The fathers still flinch at the now-familiar ceremony: tearful families in black huddled around the casket, the bugler playing "Taps," the 21-gun salute.
"I can never get used to the rifles," Dearing said at the February graveside service for Marine Cpl. Mark D. Kidd in Brighton. "It reminds me of John's funeral."
It's the eulogies, with tales of patriotic men with youthful senses of humor that get to Bushart.
"When I hear that, I hear Damian's service over and over again," he said.
Bushart likes to blend into the background at the services, not wanting to draw attention from a hero's funeral.
At the services, his only statement is a final salute, his right hand slowly raising to his brow in a traditional goodbye. It's only after the casket is lowered to the ground that he approaches the families, allowing the tears to subside before sharing a few words, often followed by a long hug, and the presentation of the memorial flag.
Families honored with flag
The emotional encounters vary from funeral to funeral, but all leave an impact.
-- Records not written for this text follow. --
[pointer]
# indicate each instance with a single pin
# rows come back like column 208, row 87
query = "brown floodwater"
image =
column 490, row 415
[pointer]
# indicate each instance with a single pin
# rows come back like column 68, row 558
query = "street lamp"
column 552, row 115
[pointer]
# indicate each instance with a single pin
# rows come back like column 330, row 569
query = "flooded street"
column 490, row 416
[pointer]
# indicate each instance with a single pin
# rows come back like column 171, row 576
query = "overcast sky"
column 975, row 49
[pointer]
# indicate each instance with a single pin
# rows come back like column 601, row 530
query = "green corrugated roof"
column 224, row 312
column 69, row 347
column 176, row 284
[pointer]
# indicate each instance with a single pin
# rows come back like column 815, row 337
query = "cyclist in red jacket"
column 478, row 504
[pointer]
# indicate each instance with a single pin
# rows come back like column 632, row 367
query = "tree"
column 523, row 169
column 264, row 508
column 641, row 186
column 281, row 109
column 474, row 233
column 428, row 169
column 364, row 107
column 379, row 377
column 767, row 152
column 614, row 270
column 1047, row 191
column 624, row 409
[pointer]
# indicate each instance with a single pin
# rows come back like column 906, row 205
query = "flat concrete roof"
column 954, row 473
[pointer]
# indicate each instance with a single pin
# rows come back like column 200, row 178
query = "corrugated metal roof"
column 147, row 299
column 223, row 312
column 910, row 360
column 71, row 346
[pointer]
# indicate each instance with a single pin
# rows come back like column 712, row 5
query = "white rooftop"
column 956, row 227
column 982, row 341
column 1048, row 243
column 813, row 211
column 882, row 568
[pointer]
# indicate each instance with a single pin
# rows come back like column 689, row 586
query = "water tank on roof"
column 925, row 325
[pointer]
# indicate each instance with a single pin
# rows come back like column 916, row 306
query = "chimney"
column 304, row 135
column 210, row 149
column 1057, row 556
Like the time Bushart presented the flag to a grieving mother who clasped it to her breast, overcome by the gesture of kindness from a stranger.
"They're just so honored by it," Bushart said.
Mike Kilpela of Fowlerville remembers the Sunday in June 2005 when Bushart presented him with the flag honoring his son, 22-year-old Marine Lance Cpl. Andrew Kilpela, killed by a roadside bomb in Iraq nine days earlier.
"It was just overwhelming that someone would think that much of our son," said Kilpela, who had watched his daughter marry the day before he buried his middle child. "You kind of felt this connection with someone who had been in this situation and could understand all the emotions you're going through. Here is someone who truly understands that sense of loss."
The gold-trimmed white flag now flies proudly in Kilpela's backyard, a symbol of his son's sacrifice for his country.
"To me, it's just a reminder that America will not forget," said Kilpela.
Money raised for memorials
In addition to the flag, Bushart helped raise nearly $8,000 for a monument erected in Greenwood Cemetery in Fowlerville honoring Kilpela and two other fallen Marines from the town: Lance Cpl. Michael W. Hanks and Maj. Gerald M. Bloomfield III.
The 6-foot monument, whose granite base is engraved with the fallen Michiganians' names and topped with bronze boots, rifle and helmet field cross, was dedicated in May and is one of eight such memorials the group has erected across the state.
"It's an absolutely beautiful tribute to the three Marines from Fowlerville who gave their lives for freedom," Kilpela said. "It was kind of important for us to do something like this to offer to future generations. It touches all of us."
Bushart and Dearing hope to put a monument in the hometowns of each soldier, Marine, sailor or airman killed in battle, and have at least 13 planned for this year, including one in Hazel Park for Dearing's son; Lansing, Dearborn and White Lake; and on county property in Oakland and Macomb counties. The group holds fundraisers to cover the cost of the monuments and dedication ceremonies.
"We do not accept anything from the family," Bushart said. "This is a community project. This is the community honoring their son or daughter's sacrifice."
There are 20 monuments across the country honoring those killed in Iraq and Afghanistan, said Gregg Garvey, who founded Lest They Be Forgotten in 2003 after his son, Army Sgt. Justin W. Garvey, died in Iraq.
He said he admires Bushart's efforts and credits him with making Michigan the state with the most monuments.
"He's doing an outstanding job," said Garvey, of Keystone Heights, Fla. "It's above and beyond."